Thermoscript first strand cdna synthesis kit

Total RNA was isolated from the cells using an EASYspin Plus Tissue/Cell RNA extraction kit (Aidlab Biotechnologies Co., Ltd., Beijing, China). RNA was reverse transcribed to cDNA using the ThermoScript First Strand cDNA Synthesis kit (Aidlab Biotechnologies Co., Ltd.) according to the manufacturer's instructions. Semi-quantitative reverse transcription-PCR was performed using KOD-Plus-Neo DNA polymerase (Toyobo Biotech Co., Ltd., Shanghai, China) to investigate the complete knockdown of NSD3. Each PCR regime consisted of initial denaturation at 94°C for 2 min followed by 22 cycles (for ACTB), 32 cycles (for NSD3) at 98°C for 10 sec, 55°C for 30 sec and 68°C for 45 sec.
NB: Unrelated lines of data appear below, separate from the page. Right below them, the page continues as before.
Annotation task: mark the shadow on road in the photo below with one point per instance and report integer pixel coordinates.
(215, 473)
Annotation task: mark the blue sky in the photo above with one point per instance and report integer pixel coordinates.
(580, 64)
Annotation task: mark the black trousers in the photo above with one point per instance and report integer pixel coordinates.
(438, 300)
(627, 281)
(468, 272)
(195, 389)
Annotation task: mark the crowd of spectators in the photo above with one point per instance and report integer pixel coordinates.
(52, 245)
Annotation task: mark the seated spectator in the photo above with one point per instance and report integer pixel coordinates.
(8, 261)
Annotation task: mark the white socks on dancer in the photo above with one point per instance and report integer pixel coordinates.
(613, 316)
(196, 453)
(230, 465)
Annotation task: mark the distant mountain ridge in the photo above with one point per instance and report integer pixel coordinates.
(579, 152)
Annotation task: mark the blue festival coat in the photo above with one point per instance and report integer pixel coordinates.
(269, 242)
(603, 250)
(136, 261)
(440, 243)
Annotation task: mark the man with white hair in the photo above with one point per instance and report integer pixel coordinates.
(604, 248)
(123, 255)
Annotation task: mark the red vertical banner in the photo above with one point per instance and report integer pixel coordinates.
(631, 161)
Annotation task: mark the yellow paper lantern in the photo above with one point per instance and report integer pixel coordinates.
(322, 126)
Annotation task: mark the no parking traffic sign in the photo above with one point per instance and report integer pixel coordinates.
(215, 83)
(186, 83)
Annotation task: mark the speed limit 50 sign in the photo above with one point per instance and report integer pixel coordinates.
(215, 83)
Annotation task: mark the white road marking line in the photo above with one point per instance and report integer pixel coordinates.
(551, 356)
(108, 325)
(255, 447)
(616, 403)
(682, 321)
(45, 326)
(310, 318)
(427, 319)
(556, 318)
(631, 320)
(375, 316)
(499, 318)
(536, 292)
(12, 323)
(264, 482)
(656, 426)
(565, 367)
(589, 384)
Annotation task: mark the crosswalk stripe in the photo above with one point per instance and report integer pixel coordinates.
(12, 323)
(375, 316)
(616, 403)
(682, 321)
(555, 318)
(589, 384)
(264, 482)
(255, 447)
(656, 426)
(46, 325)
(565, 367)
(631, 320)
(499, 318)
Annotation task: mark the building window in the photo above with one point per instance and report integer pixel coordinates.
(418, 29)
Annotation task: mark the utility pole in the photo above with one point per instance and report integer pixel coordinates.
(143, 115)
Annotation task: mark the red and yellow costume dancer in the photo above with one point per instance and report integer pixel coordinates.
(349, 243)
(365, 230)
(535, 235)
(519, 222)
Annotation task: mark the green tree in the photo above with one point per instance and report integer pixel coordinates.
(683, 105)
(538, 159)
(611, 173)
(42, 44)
The primer sequences were: 5′-TTGGCTTGACTCAGGATTTA-3′ and reverse 5′-ATGCTATCACCTCCCCTGTG-3′ for β-actin (ACTB); and 5′-CCATGCAGAGAAAGCATTGA-3′ and 5′-TCTTCCTCTTCCGCACTTGT-3′ for NSD3. qRT-PCR was conducted using SYBR Premix Ex Taq™ (Takara, Dalian, China) at 95°C for 30 sec, followed by 40 cycles of 95°C for 5 sec and 60°C for 34 sec in the ABI StepOnePlus Real-time PCR system. Relative gene expression was quantified relative to the GAPDH level using the comparative cycle threshold (Ct) method. Each sample was analyzed in duplicate.